David Watson
- Born: David Henry Watson 7 January 1854 Glasgow, Scotland
- Died: 3 March 1906 (aged 52)

Rugby union career
- Position: Forward

Amateur team(s)
- Years: Team / Apps / (Points)
- Glasgow Academicals

Provincial / State sides
- Years: Team / Apps / (Points)
- Glasgow District
- -: West of Scotland District

International career
- Years: Team / Apps / (Points)
- 1876-77: Scotland / 3 / (0)

8th President of the Scottish Rugby Union
- In office 1880–1881
- Preceded by: Angus Buchanan
- Succeeded by: Alexander Petrie

= David Watson (rugby union) =

Scottish rugby union player (1854–1906)

David Watson (7 January 1854 – 3 March 1906) was a Scotland international rugby union player.

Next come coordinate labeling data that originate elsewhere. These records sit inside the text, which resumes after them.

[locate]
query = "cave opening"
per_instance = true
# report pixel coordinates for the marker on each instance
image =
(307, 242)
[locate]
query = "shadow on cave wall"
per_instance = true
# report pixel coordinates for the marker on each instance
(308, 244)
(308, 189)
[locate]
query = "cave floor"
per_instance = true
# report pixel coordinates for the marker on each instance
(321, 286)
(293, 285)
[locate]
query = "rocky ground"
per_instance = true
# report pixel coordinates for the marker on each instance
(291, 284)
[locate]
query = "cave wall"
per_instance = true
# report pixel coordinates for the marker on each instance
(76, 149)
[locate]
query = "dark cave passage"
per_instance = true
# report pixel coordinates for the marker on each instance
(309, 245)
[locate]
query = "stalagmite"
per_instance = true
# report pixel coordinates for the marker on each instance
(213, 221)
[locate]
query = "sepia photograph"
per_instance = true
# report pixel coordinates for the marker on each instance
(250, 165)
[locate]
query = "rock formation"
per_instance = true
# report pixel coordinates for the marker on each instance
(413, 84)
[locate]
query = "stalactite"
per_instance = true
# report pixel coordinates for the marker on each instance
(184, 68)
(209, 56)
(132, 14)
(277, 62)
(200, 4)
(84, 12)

He played at the Forward position.

==Rugby Union career==

===Amateur career===

Watson played for Glasgow Academicals.

===Provincial career===

Watson captained Glasgow District in the Inter-City match against Edinburgh District in 1876.

Watson also represented the West of Scotland District.

===International career===

Watson was capped by Scotland for just three matches. His debut was the 1876 match against England at The Oval on 6 March 1876; his final match was also against England the following year at Raeburn Place. The other match was against Ireland in Belfast in 1877.

===Referee career===

Watson became a referee after his playing career ended.

===Administrative career===

Watson was President of the SRU from 1880-81.